Introduction

DC is a multifactorial and dynamic condition that causes demineralisation of dental hard tissues [1]. DC is triggered by acid-producing bacteria such as Streptococcus mutans [2] and Lactobacillus [3,4,5]. This production of acid results in the development of tiny cavities, which can progress deeper, affecting the dentin and pulp if left untreated [6, 7]. A diet high in carbohydrates provides the necessary substrate for cariogenic bacteria to produce acid [8]. Moreover, inadequate oral hygiene practices, such as irregular brushing and flossing, trigger bacterial growth and acid production [9]. Several factors contribute to the development of dental caries: microbiota [9], diet [10], oral hygiene [11] and genetics [12]. This genetic predisposition is related to gene variations associated with enamel formation, saliva composition, immune response and host gene interaction mechanisms. Among these factors, the genetics of DC have been less studied.

Over the years, researchers have conducted Genome-Wide Association Studies (GWAS) to identify variations associated with dental caries susceptibility [13,14,15]. These studies have shed light on the genetic components contributing to an individual’s risk of developing DC [16]. Interestingly, many variants discovered through GWAS were novel, with a limited number successfully replicated in other population groups. This observation underscores the complicated nature of the DC progression. Variations within these genes have been linked to enamel mineralisation and depletion, which can impact an individual’s susceptibility to dental caries. Variations in genes related to immune response [17, 18] have been linked to variations in the host’s ability to control bacterial growth in the oral cavity. Some GWAS studies have explored the genetic variations in Streptococcus mutans itself [14], the primary cariogenic bacteria. SNPs in Streptococcus mutans adherence genes may affect the bacterium’s ability to colonise and adhere to tooth surfaces [19].

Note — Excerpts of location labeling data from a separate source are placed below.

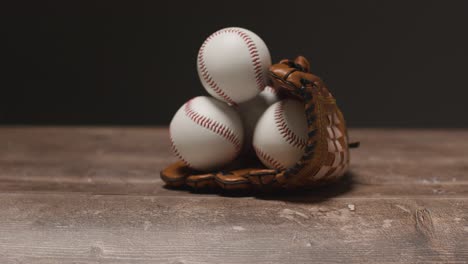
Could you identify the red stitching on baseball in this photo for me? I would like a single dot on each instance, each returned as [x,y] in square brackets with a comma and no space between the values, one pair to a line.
[275,163]
[177,153]
[284,130]
[255,57]
[212,125]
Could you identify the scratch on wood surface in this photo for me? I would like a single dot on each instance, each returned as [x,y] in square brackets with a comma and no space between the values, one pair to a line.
[403,208]
[424,223]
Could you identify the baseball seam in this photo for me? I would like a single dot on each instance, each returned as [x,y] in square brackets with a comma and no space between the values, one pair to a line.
[177,153]
[264,156]
[212,125]
[254,55]
[284,130]
[271,90]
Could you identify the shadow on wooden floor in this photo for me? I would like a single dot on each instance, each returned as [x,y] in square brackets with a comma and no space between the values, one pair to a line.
[312,195]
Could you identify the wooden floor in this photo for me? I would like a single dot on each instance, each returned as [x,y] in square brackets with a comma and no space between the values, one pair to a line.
[93,195]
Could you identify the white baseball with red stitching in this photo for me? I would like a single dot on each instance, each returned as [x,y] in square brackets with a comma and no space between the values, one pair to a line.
[206,133]
[232,64]
[251,111]
[280,136]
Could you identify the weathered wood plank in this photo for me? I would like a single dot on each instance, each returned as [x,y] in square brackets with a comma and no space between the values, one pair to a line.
[128,160]
[93,195]
[65,228]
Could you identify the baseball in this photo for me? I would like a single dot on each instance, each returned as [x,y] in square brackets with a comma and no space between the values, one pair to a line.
[232,65]
[251,111]
[206,133]
[280,136]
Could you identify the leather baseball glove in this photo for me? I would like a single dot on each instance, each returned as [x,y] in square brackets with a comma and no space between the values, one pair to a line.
[326,156]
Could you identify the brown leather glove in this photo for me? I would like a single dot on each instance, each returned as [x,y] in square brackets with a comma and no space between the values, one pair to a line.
[326,156]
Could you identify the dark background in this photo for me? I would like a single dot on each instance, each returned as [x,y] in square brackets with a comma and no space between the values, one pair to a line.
[389,63]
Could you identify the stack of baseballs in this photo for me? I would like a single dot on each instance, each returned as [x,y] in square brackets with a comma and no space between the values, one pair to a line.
[244,113]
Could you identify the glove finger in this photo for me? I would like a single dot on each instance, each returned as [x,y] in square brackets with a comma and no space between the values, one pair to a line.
[233,180]
[262,176]
[175,174]
[201,181]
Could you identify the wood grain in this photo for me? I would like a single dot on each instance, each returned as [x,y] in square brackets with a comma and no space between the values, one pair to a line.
[93,195]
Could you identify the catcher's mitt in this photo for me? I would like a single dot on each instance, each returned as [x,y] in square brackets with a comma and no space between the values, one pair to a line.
[326,156]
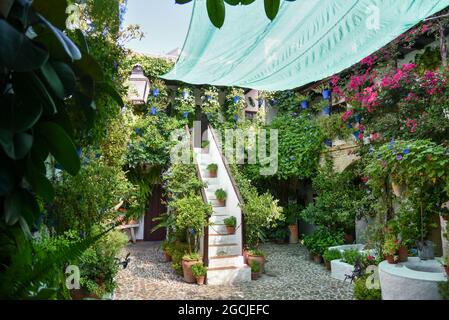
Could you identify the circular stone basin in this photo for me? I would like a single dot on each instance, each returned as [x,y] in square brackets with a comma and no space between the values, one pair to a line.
[412,280]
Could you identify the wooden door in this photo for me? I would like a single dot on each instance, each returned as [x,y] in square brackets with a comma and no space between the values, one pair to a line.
[155,208]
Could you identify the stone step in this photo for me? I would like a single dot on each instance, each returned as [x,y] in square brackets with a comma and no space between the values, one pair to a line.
[228,275]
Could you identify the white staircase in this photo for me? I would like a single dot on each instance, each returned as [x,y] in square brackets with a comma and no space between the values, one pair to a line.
[226,264]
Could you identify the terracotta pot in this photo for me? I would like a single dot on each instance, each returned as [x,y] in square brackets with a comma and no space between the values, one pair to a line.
[167,256]
[349,238]
[254,275]
[293,233]
[187,270]
[260,259]
[391,260]
[317,258]
[212,173]
[200,280]
[403,254]
[230,230]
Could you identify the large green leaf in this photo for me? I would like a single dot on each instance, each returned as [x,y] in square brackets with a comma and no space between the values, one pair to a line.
[18,116]
[17,52]
[60,146]
[216,12]
[39,182]
[20,204]
[53,10]
[272,8]
[52,80]
[15,145]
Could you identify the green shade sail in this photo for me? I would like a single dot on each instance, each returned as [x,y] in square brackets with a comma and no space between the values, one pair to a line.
[308,41]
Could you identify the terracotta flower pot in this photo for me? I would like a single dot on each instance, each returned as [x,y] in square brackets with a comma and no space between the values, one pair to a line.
[230,230]
[187,270]
[293,233]
[167,256]
[200,280]
[260,259]
[403,254]
[212,173]
[317,258]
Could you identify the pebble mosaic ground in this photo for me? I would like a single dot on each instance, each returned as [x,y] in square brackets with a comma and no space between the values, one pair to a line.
[290,275]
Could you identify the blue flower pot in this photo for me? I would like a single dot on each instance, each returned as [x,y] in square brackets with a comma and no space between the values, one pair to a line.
[153,111]
[304,104]
[326,94]
[327,111]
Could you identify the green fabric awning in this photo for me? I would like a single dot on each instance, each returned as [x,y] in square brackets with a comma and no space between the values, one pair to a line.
[308,41]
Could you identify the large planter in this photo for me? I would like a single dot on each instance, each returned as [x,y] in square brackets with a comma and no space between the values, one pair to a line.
[403,254]
[293,233]
[260,259]
[187,270]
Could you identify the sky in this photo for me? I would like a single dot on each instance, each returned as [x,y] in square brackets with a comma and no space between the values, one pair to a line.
[164,23]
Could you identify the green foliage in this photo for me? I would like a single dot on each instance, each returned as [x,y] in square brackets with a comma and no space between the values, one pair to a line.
[199,270]
[330,255]
[220,194]
[361,292]
[230,221]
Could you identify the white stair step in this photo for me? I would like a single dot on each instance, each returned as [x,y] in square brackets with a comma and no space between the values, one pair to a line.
[228,275]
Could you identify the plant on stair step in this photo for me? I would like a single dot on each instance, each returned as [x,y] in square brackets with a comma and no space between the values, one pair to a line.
[221,196]
[212,168]
[231,223]
[255,269]
[199,271]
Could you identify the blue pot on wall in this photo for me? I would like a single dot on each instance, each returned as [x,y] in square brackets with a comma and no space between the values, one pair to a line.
[304,104]
[326,94]
[327,111]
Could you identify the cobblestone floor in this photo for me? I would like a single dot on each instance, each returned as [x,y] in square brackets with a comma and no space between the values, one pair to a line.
[289,275]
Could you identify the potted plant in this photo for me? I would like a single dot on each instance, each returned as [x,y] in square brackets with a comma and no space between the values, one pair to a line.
[330,255]
[221,197]
[231,223]
[188,261]
[255,269]
[390,249]
[212,168]
[199,271]
[256,255]
[205,146]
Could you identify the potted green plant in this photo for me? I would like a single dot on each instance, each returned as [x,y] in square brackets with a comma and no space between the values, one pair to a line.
[205,146]
[212,168]
[257,255]
[255,269]
[199,271]
[390,249]
[330,255]
[221,197]
[230,223]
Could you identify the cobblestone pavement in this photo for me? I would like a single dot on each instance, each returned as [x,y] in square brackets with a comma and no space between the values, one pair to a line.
[289,275]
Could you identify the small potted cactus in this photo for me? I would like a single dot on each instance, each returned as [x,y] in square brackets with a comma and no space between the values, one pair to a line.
[221,197]
[212,168]
[231,223]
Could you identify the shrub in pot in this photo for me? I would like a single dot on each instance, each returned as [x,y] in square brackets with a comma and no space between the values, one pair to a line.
[330,255]
[221,196]
[212,168]
[255,269]
[231,223]
[199,271]
[257,255]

Billions of individuals are impacted worldwide by DC, as revealed by the global burden of disease [20]. DC poses a substantial global challenge if left unaddressed, affecting over 34 million people [21]. However, with the advent of array-based genome-wide studies (GWAS) and sequencing technologies, evidence supporting the role of genetics in DC is steadily expanding [13, 14, 22,23,24,25,26,27,28]. Interestingly, many variants discovered through GWAS were novel, with a limited number successfully replicated in other genetic studies. The variants should be replicated or validated in other ethnicities as because most studies have focused on European and other populations but absent in South Asians, especially in Indians. This observation underscores the complicated nature of the genetics behind dental caries. Furthermore, the disparities in effect allele frequencies across diverse populations indicate that the genetic factors contributing to dental caries can vary significantly between different ethnic and geographic groups, highlighting the need for tailored approaches to prevention and treatment. With this observation, we aim to evaluate the genetic affinity of effect alleles associated with DC among globally diverse populations which may provide valuable insights into the genetic aspects of DC and its potential underlying causes.

Methodology

The present study is an empirical approach to understanding the genetic difference processed by the variations associated with DC. The variants were curated from the GWAS catalogue (www.ebi.ac.uk/gwas). The selected variations have also shown their association with traits associated with DC, such as Pit-and-Fissure caries, paediatric dental caries, early childhood caries, primary dental caries, smooth-surface caries, etc. The criteria for screening and selecting the variants associated with DC have been summarised in Fig. 1. Our initial curation yielded 273 unique variants (Supplementary Table 1).

Fig. 1
figure 1

The flowchart depiction of the methodology employed for the screening of variants from the GWAS catalogue

To further refine our selection, we included variants with a mean effect allele frequency of ≥ 1% in Europeans (EUR), Admixed Americans (AA), Africans (AFR), East Asians (EAS) and South Asians (SAS).Variations with a mean MAF more significant than 1% warrant a comprehensive reporting of genetic diversity, encompassing both common and rarer variants in the overall analysis. A threshold of greater than 1% for the mean effect allele frequency in population groups helps to achive a balance between statistical power and specificity. Moreover, the variations with ambiguous markers with undefined effect alleles and no effect size values and odds were removed, and a total of 130 variants (Supplementary Table 2) were selected. A phylogram of filter-out 130 variants with their chromosomal location and possible associated traits is summarised in (Fig. 2). The second criterion for filtering variations was to screen variations with a p-value threshold of less than 5 × 10− 6 and to meet other frequency and annotation criteria were to maximize the number of potentially functional polymorphisms for analysing allele frequency differences and genetic distances across diverse populations. Filtering strictly based on the GWAS threshold alone would result in a reduction of potential variations, especially considering that many variants of significance fall within the range of 10− 6 to 10− 7 (Supplementary Table 2).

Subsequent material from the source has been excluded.